CMS is also under pressure to extend MSSP Track 1 participation from six healthcare industry groups. NAACOS, American Medical Association (AMA), Premier Healthcare Alliance, and other associations urged the federal agency in February 2018 to allow successful Track 1 ACOs to continue in the upside-only risk track for another agreement period.
“These ACOs need more time to prepare for two-sided risk,” the industry groups wrote. “While six years may sound sufficient, given the programmatic changes and considerable learning curve for these ACOs, this is not enough time.”
The groups also argued that limited available data also challenged upside-only ACOs with taking on downside financial risk.
CMS should allow Track 1 ACOs that have either realized net savings across four performance years, scored at least in the 50th percentile in quality for of the three pay-for-performance years, or improved overall quality scores by at least 10 percentage points during the pay-for-performance years to stay in upside-only risk track.
But CMS may not be willing to wait for the upside-only ACOs to prepare for downside financial risk assumption. In a recent speech at the American Hospital Association’s Annual Membership Meeting, CMS Administrator Seema Verma explained that while the federal agency understands “systems need time to adjust, our system cannot afford to continue with models that are not producing results.”

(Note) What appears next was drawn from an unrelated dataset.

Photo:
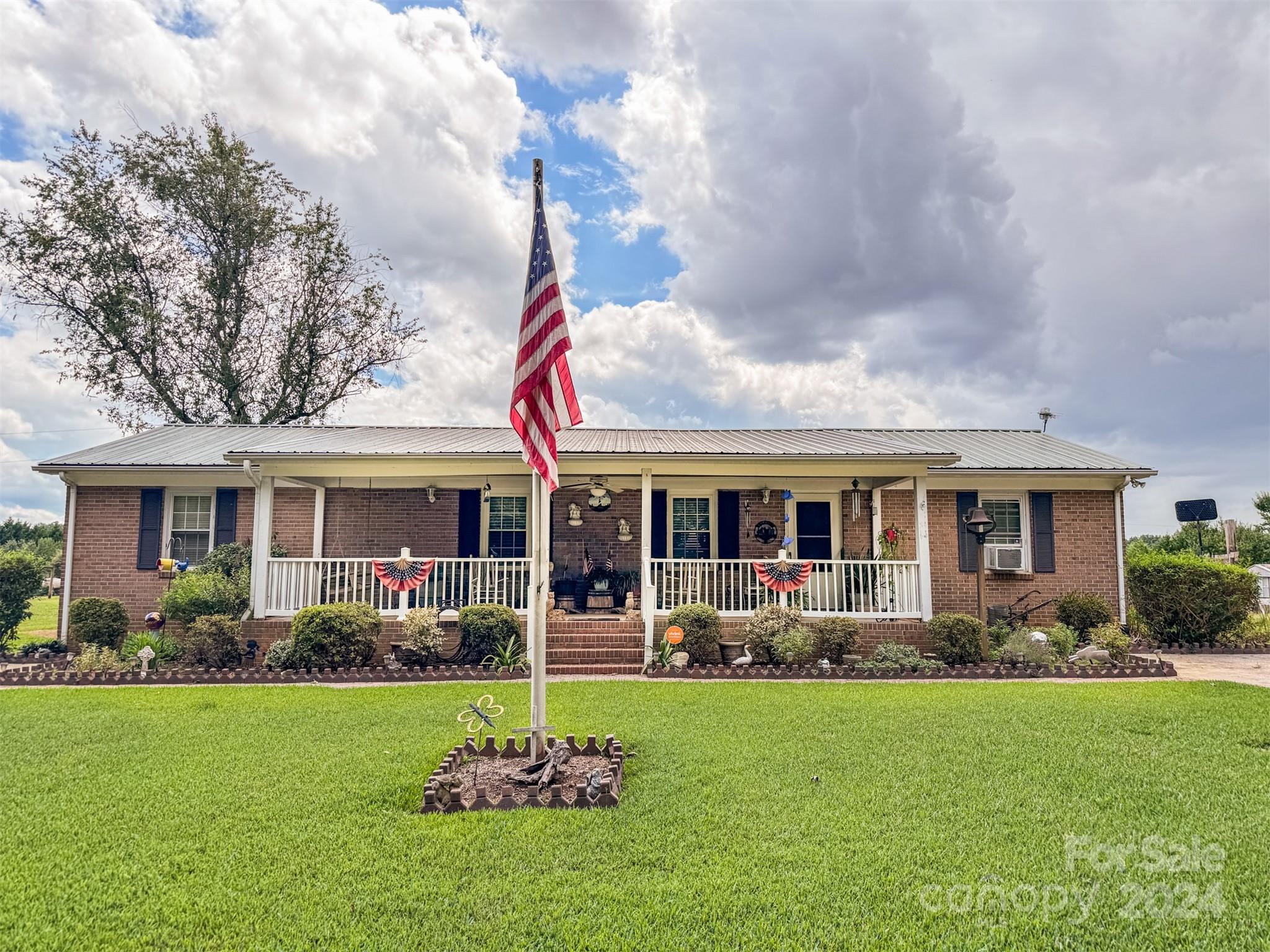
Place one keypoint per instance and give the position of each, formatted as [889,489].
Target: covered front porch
[671,534]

She specifically pointed to upside-only ACOs when discussing models that are not producing results.
“A subset of ACOs has taken on significant downside risk,” she said. “These ‘two-sided ACOs’ have shown significant savings to the Medicare program while advancing quality. And we applaud this success and support the boldness of providers that participate in these models.”
“However, the majority of ACOs, while receiving many waivers of federal rules and requirements, have yet to move to any downside risk. And even more concerning, these ACOs are actually increasing Medicare spending, and the presence of these ‘upside-only’ tracks may be encouraging consolidation in the marketplace, reducing competition and choice for our beneficiaries.”
The likelihood that CMS grants the policymakers and industry groups their request to extend MSSP Track 1 participation may be a stretch. But the federal agency has yet to respond to the recommendations from both parties.